The two-hander alternates between the stories Elisabeth, a journalist with several successful books under her belt, and her nanny, Sam. Elisabeth and her husband have recently relocated from their bustling Brooklyn neighborhood to a small college town upstate — and not the hipster enclaves an hour's train ride from the city, but upstate upstate. Sam is a senior at said college, taking on part-time jobs to keep up with the lifestyles of her wealthy school friends. Elisabeth has a new baby and is struggling to acclimate to motherhood (nearly) alone in a new city. Sam has an older boyfriend in London and is struggling to balance her desires for a life with him and her need to be a college student. Sullivan created their stories out of her own experiences and her memories of her former nanny gig.

"She had just moved from New York to Northampton," the author explains of the woman in the SUV. "She was experiencing all of these things: leaving the city, not knowing people, the new role of being a mother. I had taken a year off from school, I had lived in London, acquired an inappropriately older boyfriend, and thought I was really sophisticated, and had outgrown college in some way."

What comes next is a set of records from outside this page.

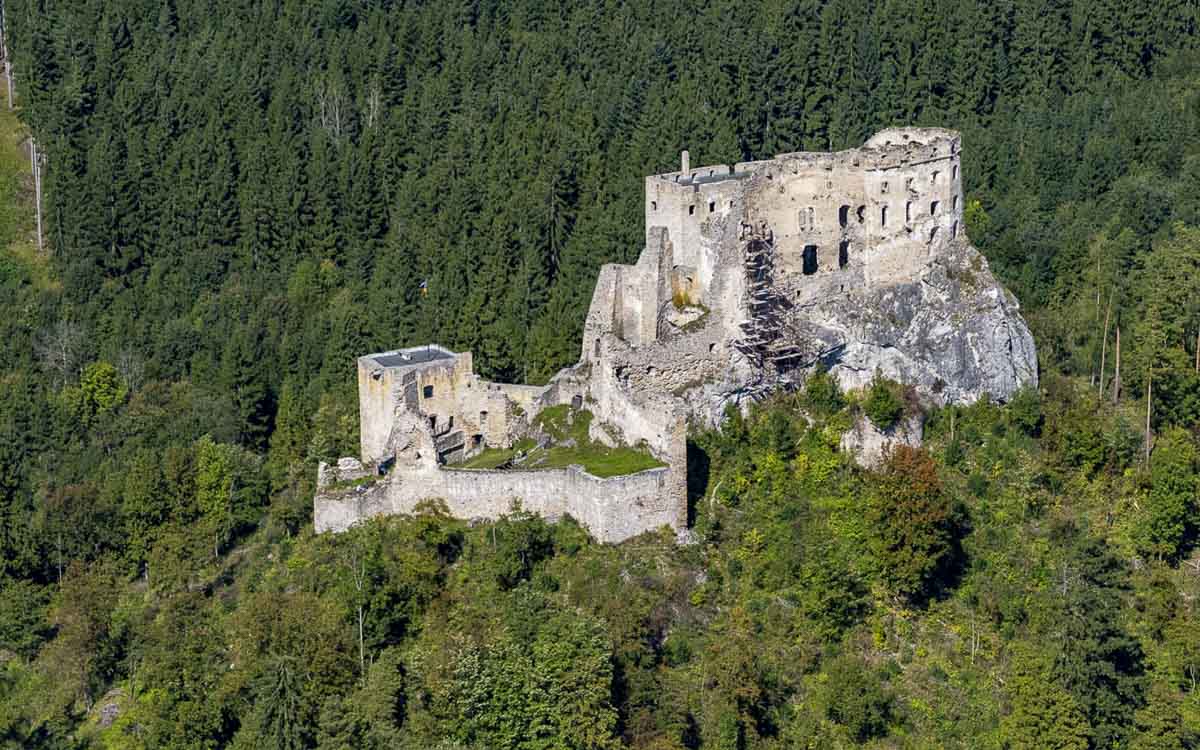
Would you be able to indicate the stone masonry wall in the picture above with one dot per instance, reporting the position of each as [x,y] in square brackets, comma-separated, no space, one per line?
[612,509]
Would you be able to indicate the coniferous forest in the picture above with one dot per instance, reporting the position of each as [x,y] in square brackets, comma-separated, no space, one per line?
[243,196]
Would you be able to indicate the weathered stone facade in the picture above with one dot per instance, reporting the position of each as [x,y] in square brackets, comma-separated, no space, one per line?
[751,276]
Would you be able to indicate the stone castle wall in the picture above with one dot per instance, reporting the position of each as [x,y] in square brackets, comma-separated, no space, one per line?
[856,243]
[612,509]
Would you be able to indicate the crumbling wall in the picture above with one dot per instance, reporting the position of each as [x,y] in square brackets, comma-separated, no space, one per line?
[612,509]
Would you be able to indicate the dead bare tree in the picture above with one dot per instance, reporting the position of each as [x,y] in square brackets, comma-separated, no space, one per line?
[333,105]
[35,159]
[1116,376]
[60,349]
[1104,346]
[373,105]
[131,367]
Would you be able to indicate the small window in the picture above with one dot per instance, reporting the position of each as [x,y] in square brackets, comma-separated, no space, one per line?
[810,259]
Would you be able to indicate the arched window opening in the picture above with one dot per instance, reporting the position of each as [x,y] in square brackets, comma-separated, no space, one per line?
[810,259]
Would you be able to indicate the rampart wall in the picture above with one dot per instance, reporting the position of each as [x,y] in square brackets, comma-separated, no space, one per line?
[612,509]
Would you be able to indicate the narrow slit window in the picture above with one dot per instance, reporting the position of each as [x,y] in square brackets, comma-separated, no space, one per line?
[810,259]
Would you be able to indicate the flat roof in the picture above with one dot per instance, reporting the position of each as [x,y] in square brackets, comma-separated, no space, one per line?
[414,355]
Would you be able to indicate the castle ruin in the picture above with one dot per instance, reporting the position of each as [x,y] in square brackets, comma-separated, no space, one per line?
[751,276]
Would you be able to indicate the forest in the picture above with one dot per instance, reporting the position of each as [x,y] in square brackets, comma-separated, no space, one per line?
[243,196]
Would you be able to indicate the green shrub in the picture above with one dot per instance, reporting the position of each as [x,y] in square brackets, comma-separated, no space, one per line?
[822,395]
[882,405]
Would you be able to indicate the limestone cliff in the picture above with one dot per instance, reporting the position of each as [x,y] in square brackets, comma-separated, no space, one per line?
[953,331]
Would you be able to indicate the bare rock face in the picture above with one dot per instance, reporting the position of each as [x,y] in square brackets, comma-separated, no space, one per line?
[868,443]
[953,331]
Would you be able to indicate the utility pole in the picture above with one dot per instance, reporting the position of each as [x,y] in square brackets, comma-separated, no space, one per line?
[36,161]
[7,61]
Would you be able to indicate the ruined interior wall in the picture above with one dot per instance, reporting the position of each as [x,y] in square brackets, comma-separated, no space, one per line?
[377,405]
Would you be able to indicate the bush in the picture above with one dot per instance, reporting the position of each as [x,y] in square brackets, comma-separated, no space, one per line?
[916,525]
[1025,411]
[882,405]
[822,395]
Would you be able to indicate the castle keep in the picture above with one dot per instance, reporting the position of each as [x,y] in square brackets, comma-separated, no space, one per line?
[751,275]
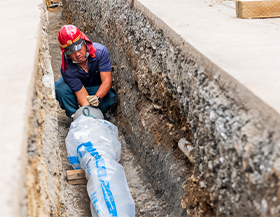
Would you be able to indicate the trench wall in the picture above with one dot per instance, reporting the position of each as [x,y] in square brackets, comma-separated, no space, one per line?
[30,176]
[167,91]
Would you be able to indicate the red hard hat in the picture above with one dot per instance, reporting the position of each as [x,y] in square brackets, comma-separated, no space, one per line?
[68,35]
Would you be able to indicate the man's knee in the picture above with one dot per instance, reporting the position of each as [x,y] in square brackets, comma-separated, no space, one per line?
[61,88]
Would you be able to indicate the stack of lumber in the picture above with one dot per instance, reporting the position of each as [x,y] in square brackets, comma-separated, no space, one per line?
[258,8]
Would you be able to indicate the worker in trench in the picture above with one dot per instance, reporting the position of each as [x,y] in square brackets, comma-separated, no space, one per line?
[86,73]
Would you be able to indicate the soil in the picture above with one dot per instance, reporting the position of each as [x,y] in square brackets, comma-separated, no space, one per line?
[75,200]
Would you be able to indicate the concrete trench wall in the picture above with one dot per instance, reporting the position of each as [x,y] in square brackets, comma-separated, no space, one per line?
[166,91]
[43,173]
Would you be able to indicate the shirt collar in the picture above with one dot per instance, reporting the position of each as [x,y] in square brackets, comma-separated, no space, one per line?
[85,59]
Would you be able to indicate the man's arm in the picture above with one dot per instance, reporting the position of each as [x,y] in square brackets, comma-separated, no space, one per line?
[82,97]
[106,78]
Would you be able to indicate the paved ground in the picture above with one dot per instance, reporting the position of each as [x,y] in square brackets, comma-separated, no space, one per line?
[247,49]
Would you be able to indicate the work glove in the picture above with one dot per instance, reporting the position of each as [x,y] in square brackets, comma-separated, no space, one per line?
[93,100]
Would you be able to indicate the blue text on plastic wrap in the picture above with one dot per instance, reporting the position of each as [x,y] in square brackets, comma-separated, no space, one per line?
[103,179]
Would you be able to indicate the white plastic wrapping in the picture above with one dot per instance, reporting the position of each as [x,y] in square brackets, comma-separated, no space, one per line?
[92,144]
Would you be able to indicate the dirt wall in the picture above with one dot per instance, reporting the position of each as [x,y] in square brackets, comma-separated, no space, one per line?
[167,91]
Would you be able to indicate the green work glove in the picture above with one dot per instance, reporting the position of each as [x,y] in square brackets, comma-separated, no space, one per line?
[93,100]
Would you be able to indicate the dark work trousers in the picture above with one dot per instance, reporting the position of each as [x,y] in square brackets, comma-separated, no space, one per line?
[68,100]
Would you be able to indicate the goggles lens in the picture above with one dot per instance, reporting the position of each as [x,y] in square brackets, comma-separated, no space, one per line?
[72,49]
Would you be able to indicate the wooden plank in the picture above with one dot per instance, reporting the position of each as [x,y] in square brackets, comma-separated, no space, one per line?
[258,9]
[77,182]
[75,174]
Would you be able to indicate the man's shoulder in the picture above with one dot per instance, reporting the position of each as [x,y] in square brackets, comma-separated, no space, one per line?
[99,48]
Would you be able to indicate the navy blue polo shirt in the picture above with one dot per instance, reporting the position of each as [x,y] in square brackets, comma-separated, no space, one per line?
[76,78]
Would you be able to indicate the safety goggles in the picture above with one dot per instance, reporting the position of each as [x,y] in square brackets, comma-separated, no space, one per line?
[74,48]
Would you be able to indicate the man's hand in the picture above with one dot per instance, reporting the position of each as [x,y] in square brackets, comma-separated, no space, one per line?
[93,100]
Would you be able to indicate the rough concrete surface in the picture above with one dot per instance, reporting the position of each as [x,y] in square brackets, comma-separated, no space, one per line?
[20,27]
[166,91]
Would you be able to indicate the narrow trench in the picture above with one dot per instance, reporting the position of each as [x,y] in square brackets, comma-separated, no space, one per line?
[74,198]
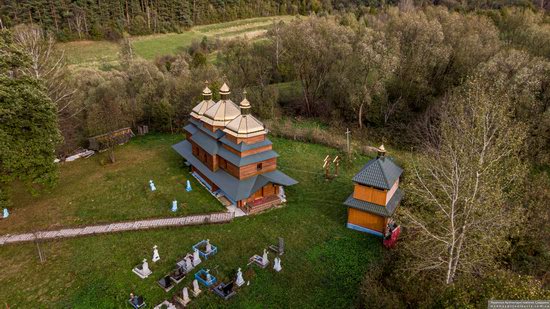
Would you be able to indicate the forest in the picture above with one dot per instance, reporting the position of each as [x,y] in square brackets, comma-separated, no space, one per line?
[110,19]
[463,87]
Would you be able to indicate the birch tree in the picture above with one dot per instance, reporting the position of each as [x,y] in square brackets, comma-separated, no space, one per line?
[47,64]
[460,187]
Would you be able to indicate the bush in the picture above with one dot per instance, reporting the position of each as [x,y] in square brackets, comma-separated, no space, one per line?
[501,285]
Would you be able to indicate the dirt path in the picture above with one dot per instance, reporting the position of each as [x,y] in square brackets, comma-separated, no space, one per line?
[222,217]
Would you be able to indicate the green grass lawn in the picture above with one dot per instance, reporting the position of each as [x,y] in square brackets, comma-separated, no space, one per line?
[95,53]
[91,191]
[322,267]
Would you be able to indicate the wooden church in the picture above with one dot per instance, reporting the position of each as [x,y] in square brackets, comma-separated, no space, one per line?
[229,152]
[376,195]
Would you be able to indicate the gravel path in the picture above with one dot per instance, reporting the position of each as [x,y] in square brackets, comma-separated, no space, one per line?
[221,217]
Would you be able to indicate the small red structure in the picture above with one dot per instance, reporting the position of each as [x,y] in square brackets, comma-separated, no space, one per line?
[392,233]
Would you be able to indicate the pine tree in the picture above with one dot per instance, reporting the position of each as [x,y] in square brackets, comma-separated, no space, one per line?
[28,123]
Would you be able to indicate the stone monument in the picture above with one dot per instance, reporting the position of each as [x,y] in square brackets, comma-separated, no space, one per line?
[156,255]
[239,281]
[185,295]
[277,264]
[208,246]
[196,258]
[144,271]
[188,264]
[264,258]
[196,290]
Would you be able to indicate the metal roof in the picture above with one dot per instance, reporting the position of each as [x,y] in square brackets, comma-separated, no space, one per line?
[191,128]
[385,211]
[221,113]
[242,161]
[381,173]
[241,147]
[245,126]
[206,142]
[198,124]
[202,107]
[235,189]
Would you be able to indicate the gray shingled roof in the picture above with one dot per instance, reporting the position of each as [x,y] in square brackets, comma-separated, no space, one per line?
[242,161]
[241,147]
[386,211]
[191,128]
[234,188]
[207,143]
[379,173]
[198,124]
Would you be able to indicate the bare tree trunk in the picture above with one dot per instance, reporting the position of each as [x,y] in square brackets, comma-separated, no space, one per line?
[112,154]
[360,116]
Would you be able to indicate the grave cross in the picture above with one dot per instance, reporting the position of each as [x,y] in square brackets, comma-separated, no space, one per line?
[348,132]
[336,162]
[326,166]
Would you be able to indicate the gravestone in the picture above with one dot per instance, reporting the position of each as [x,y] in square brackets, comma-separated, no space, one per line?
[239,281]
[156,255]
[208,246]
[277,264]
[185,295]
[188,264]
[264,258]
[143,271]
[196,258]
[196,290]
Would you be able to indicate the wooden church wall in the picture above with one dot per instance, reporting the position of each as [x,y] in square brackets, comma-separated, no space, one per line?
[369,194]
[365,219]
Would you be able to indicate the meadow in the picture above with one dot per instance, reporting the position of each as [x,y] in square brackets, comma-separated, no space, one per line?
[323,265]
[96,53]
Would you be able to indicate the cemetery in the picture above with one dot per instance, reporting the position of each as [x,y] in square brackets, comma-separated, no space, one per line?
[201,265]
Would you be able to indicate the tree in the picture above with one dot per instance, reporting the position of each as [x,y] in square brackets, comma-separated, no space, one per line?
[460,190]
[47,63]
[368,69]
[313,49]
[108,108]
[28,122]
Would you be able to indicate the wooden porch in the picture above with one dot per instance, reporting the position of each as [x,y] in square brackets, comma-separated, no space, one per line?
[261,204]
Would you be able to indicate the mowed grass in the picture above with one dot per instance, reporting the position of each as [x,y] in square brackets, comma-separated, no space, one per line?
[92,191]
[95,53]
[323,265]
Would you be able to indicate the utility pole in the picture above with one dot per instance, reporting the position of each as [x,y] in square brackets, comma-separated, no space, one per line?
[336,164]
[348,132]
[326,166]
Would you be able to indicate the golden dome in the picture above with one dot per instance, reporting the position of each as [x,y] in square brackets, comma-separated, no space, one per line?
[245,126]
[244,103]
[224,89]
[221,113]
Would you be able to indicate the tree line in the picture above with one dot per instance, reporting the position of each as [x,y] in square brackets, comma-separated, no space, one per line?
[468,92]
[109,19]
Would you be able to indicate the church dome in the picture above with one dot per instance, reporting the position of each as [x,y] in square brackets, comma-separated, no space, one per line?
[221,113]
[205,104]
[245,126]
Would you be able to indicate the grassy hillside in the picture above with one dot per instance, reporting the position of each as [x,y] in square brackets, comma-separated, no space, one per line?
[322,268]
[93,53]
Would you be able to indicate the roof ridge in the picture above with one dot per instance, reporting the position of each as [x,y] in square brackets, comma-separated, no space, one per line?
[383,174]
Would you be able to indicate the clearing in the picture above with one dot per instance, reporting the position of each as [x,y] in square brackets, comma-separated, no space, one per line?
[323,265]
[95,53]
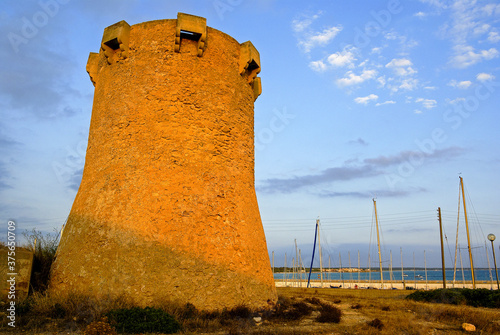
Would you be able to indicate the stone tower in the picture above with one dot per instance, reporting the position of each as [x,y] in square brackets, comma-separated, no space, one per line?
[167,204]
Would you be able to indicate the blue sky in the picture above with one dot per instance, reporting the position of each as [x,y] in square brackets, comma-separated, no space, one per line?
[361,99]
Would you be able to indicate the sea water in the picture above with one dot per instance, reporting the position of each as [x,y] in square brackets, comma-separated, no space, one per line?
[409,275]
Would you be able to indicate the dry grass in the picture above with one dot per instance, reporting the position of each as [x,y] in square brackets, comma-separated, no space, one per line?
[376,312]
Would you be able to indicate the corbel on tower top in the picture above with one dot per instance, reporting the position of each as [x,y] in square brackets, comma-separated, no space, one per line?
[249,66]
[193,28]
[115,41]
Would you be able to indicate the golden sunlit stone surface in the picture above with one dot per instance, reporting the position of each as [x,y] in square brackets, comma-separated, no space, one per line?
[167,204]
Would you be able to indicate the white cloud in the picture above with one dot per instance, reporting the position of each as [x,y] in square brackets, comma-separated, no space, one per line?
[388,102]
[352,79]
[435,3]
[391,36]
[342,58]
[485,77]
[463,85]
[409,84]
[427,103]
[381,80]
[456,101]
[481,29]
[301,25]
[493,37]
[401,67]
[318,66]
[366,100]
[319,38]
[466,56]
[490,9]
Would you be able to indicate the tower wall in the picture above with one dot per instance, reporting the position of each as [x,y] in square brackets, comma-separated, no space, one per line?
[167,204]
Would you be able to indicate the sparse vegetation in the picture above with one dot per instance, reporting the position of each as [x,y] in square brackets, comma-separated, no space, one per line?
[143,320]
[299,311]
[459,296]
[101,327]
[45,247]
[329,313]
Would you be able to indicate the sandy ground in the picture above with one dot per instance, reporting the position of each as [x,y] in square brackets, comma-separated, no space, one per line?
[419,284]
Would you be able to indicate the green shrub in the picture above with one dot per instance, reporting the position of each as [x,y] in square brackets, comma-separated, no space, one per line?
[376,323]
[101,327]
[238,312]
[143,320]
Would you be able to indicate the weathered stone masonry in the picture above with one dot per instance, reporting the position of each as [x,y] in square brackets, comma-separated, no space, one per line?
[167,204]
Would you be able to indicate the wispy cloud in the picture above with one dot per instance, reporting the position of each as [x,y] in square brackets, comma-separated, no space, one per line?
[482,77]
[353,79]
[359,141]
[342,58]
[369,167]
[401,66]
[427,103]
[345,173]
[466,56]
[493,37]
[299,25]
[372,193]
[465,84]
[366,100]
[388,102]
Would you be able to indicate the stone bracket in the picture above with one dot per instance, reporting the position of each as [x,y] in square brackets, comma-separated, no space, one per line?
[249,66]
[93,66]
[115,41]
[257,87]
[191,27]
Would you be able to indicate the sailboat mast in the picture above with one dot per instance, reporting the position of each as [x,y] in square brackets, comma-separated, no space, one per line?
[468,237]
[442,247]
[378,243]
[320,255]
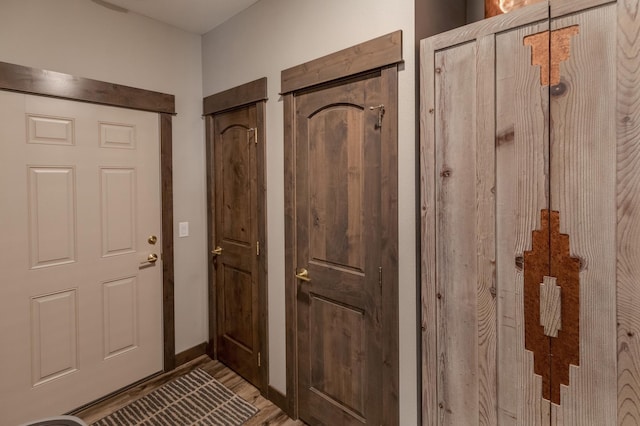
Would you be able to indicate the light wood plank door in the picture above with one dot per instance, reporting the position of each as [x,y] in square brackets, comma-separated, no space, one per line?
[529,316]
[81,302]
[236,248]
[338,203]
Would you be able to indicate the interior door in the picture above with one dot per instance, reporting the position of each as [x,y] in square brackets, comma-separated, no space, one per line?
[583,181]
[236,249]
[81,293]
[338,203]
[520,211]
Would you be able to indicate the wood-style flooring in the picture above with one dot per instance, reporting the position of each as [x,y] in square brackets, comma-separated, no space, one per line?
[269,413]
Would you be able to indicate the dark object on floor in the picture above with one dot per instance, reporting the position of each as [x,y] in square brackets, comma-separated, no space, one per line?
[196,398]
[57,421]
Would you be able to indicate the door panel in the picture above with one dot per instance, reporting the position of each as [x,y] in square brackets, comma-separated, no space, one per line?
[83,315]
[338,157]
[236,233]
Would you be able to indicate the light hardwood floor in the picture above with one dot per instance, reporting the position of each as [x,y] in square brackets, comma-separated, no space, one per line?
[269,413]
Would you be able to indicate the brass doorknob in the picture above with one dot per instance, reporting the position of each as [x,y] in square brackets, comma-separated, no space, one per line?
[303,275]
[152,258]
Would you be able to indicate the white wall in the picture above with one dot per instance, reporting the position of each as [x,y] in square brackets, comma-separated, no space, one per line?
[82,38]
[273,35]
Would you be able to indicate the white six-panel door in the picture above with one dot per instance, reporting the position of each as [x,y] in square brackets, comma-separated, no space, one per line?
[80,306]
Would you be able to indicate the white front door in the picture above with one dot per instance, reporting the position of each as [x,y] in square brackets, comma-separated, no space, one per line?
[80,308]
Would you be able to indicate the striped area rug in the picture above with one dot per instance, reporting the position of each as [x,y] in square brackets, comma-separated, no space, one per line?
[193,399]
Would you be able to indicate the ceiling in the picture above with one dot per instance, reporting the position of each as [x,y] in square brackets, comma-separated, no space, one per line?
[195,16]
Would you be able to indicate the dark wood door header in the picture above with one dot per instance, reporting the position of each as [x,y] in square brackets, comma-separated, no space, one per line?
[18,78]
[367,56]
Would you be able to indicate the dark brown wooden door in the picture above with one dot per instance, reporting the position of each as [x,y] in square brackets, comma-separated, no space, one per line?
[338,196]
[236,250]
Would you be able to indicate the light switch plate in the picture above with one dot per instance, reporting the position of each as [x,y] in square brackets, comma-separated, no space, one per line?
[183,229]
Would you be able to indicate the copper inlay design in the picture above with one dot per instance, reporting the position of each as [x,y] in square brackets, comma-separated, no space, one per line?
[497,7]
[560,51]
[550,257]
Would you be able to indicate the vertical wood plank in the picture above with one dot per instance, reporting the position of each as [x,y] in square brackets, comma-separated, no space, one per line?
[289,254]
[389,248]
[168,311]
[521,193]
[456,250]
[261,158]
[627,122]
[212,348]
[485,230]
[583,178]
[428,319]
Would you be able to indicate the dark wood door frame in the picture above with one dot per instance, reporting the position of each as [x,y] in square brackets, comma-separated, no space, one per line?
[253,93]
[383,53]
[33,81]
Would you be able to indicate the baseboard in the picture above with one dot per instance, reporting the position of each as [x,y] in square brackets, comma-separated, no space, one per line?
[191,354]
[279,399]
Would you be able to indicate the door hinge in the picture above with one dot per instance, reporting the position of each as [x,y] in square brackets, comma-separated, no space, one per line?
[255,134]
[380,109]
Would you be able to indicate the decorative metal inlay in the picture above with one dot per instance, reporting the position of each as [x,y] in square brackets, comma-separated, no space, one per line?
[552,305]
[549,62]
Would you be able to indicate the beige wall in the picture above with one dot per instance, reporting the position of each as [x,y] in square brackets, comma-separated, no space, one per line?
[82,38]
[276,34]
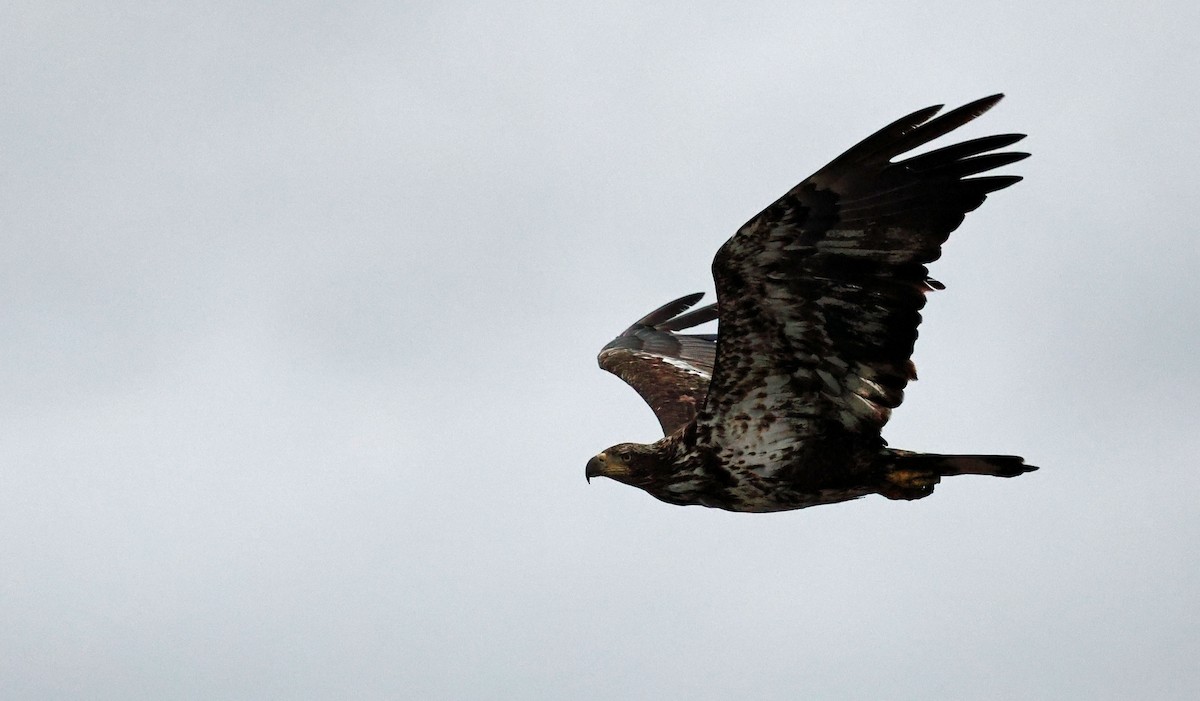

As the novel jumps back and forth between narrators (readers of Kiley Reid's blockbuster Such a Fun Age will recognize this feeling), Sam and Elisabeth grow increasingly close, blurring the lines of a traditional employer-employee relationship. Sam confides in Elisabeth about her relationship with her 30-something British beau and her confusion about her future, and in turn, Elisabeth feels increasingly maternal towards her. That dynamic is ripped from Sullivan's memories of her Smith College babysitting gig.

"We had this friendship that was maybe outside the bounds of what a normal babysitter-mom relationship should be," she says. "The younger woman looks at the older woman, wondering, what parts of her life do I want, and what do I not want? And the older woman remembers what it’s like to be younger woman and thinks it gives her an opening for unsolicited advice."

Before Elisabeth's unconventional relationship with her nanny takes off, she spends her time poring over her BK Mamas Facebook group (she joined before her move upstate upstate). Hours of the day are given way to scrolling through forums about breastfeeding and, often times, vent sessions about highly personal drama that her fellow group members spill onto the digital page. In the book, it's a place for Elisabeth to disappear to, but in real life a not-dissimilar forum offered Sullivan a virtual lifeline. It's called BoCoCa Moms, named after the portmanteau describing the upscale Brooklyn enclaves of Boerum Hill, Cobble Hill, and Carroll Gardens. Women take to the page to solicit advice — or simply make contact with the outside world during 3 a.m. feedings — and often wind up sharing their frustrations and, yes, secrets.

"I found it really fascinating that these groups tend to be where women congregate and talk about their innermost lives," Sullivan says of her decision to incorporate it into her novel. "You’re alone in a room typing tings out so it feels anonymous, but it’s really not at all."

Sullivan isn't nearly alone in her tendency to pull from her own life to draft her fiction, but sometimes the accidental similarities can border on eerie. She describes it as a bit of a fulfilling prophecy; she writes something in a book and it seems to happen. For this interview, we speak by phone, two months into quarantine, while her family is taking respite from their very full Brooklyn apartment at an uncle's-friend's-house in Albany, NY. Swap Elisabeth's husband's new job for a global pandemic and the moves are almost identical, even down to the locale that Sullivan jokingly points is upstate, but not the cool part.

"I’m imagining ten years from now, someone being like how did you end up living here?" she riffs. "And responding, well we came here during Coronavirus and just never left."